If asked to name a Missionary, probably the first person to spring to most people’s mind is Mother Teresa.
For more than 45 years, she ministered to the poor, orphaned, sick and dying and her work has been praised by many organisations and governments.

Mother Teresa of Calcutta
She was born Agnes Gonxha Bojaxhiu on 26th August 1910 in Macedonia to a family of Albanian descent. Even at a very young age, she felt the call of God and knew she wanted to be a Missionary and spread the word of Christ.
When she was eighteen years old, she left her family home in Macedonia and travelled to Dublin to join the “Sisters of Loreto”, who were a community of nuns with various missions across India. After only a few months’ training she was sent to India where she took her initial vows as a nun.

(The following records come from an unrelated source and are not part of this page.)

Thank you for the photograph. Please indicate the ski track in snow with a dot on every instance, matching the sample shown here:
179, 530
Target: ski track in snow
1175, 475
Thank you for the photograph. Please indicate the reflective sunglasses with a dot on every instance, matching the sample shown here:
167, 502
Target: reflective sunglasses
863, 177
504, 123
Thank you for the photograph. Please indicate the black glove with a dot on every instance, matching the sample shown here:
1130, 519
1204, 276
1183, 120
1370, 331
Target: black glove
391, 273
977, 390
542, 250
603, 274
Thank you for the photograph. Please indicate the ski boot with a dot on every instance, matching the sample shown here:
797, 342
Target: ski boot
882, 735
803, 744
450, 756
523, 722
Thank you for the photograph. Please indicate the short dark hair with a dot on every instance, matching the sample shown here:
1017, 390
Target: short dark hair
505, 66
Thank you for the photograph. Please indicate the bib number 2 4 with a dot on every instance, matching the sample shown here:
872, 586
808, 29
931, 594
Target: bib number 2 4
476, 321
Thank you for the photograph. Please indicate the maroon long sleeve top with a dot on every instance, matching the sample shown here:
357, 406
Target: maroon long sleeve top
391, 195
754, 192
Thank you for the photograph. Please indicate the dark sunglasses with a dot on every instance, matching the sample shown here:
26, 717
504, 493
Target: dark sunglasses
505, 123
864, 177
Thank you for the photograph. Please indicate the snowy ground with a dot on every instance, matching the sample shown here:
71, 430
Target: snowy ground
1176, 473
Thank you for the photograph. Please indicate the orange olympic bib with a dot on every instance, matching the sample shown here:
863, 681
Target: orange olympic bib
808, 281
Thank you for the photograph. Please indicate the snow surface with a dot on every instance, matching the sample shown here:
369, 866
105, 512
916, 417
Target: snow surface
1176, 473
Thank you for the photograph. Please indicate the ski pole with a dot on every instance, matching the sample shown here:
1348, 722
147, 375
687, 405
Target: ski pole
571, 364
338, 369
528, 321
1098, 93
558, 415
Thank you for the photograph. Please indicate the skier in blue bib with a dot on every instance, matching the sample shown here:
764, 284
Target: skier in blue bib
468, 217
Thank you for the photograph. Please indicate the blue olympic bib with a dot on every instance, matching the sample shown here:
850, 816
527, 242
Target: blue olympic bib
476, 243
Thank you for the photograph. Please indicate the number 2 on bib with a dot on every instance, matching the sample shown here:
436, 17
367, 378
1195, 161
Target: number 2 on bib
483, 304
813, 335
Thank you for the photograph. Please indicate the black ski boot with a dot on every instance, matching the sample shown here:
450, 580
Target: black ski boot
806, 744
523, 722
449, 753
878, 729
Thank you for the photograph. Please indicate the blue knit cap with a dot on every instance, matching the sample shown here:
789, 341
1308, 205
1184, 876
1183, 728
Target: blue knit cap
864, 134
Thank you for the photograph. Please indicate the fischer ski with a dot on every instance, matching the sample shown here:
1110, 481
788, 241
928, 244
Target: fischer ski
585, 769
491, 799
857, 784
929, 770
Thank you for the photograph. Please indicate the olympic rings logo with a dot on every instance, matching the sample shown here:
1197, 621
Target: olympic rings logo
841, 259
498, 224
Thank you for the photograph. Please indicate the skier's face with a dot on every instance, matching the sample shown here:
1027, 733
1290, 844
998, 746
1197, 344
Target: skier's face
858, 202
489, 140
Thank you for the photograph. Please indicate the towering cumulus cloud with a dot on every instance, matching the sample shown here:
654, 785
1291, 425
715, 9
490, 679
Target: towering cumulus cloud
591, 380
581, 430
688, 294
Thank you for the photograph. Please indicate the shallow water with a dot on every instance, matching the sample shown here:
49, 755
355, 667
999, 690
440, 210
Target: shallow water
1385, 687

Between 1931 and 1948 Mother Teresa taught at a catholic school in Calcutta but was so horrified by the poverty and suffering that she witnessed on the streets outside of the convent that in 1948 she sought permission from her superiors to leave the school and devote her time to working with the poorest of the poor in the Calcutta. Despite the lack of funding, she started an open-air school for the children living in the slums and very soon, financial support started to come her way.
In October 1950, she started her own order, “The Missionaries of Charity”, whose main aim was to look after those people who nobody else was prepared to. By the 1970′s she was recognised across the world as an advocate for the poor and in 1979 she won the Nobel Peace Prize for her humanitarian work.
Mother Teresa’s Missionaries of Charity continued to expand and at the time of her death in September 1997, it was operating 610 missions in a total of 123 countries, including orphanages and schools, soup kitchens, family counselling programs and hospices and homes for people with leprosy, tuberculosis and HIV/AIDS. She dies on 5th September 1997.
On the 100th anniversary of her birth in 2010 Mother Teresa was honoured around the world for her tireless work and dedication.